Respirei fundo e caminhei em direção a ela. Apesar de morarmos no mesmo lugar, nosso contato era mínimo, e não sabia se isso se devia a mim ou a ela. Nunca fizemos questão de nos aproximar; nunca recebi seu carinho ou cuidado, apenas ordens, conselhos repletos de chantagens e preocupações disfarçadas. Ao analisar seu rosto, era impossível negar sua beleza. Seus cabelos escuros como os meus, estavam presos em um coque sofisticado, e a maquiagem leve ressalta ainda mais suas feições. Minha mãe teria essa aparência se ainda estivesse aqui, mas seus olhos nunca teriam aquele ar tão soberbo.

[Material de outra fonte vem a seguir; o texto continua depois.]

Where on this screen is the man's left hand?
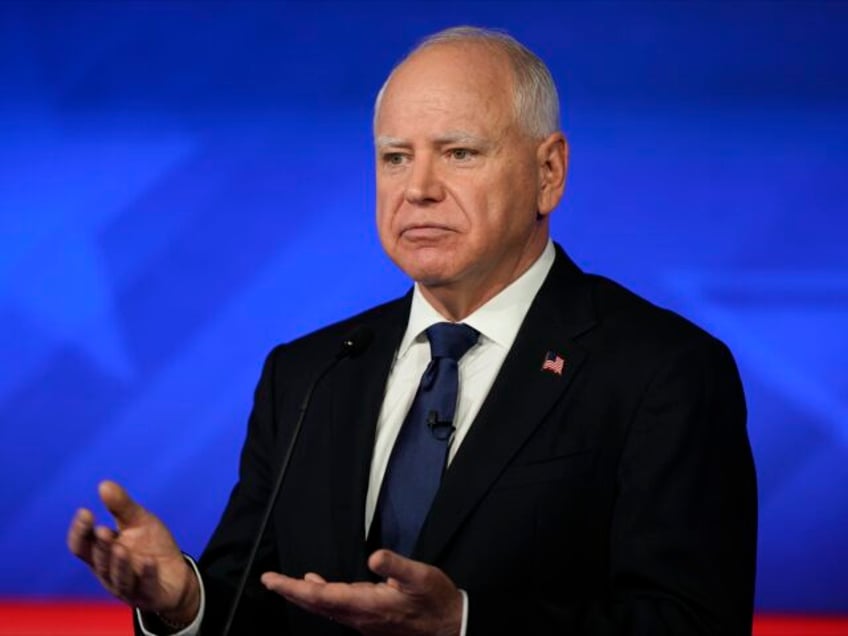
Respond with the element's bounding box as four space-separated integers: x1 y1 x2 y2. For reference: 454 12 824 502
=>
262 550 462 636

- Até quando você vai se prender ao passado e continuar visitando aquela casa caindo aos pedaços? - perguntou, com sua voz carregada de desdém.
- Para você, pode ser apenas passado. Mas, para mim, é uma vida. É a minha história, a história dos meus pais... - Elevei um pouco o tom, olhando ao redor. Hanna tinha o poder de me desestabilizar, mas o antídoto era tratá-la com indiferença. - Mas o que se pode esperar de você? Abandonou nossa família e virou as costas quando mais precisávamos. - Dei de ombros. - Ela era melhor do que você.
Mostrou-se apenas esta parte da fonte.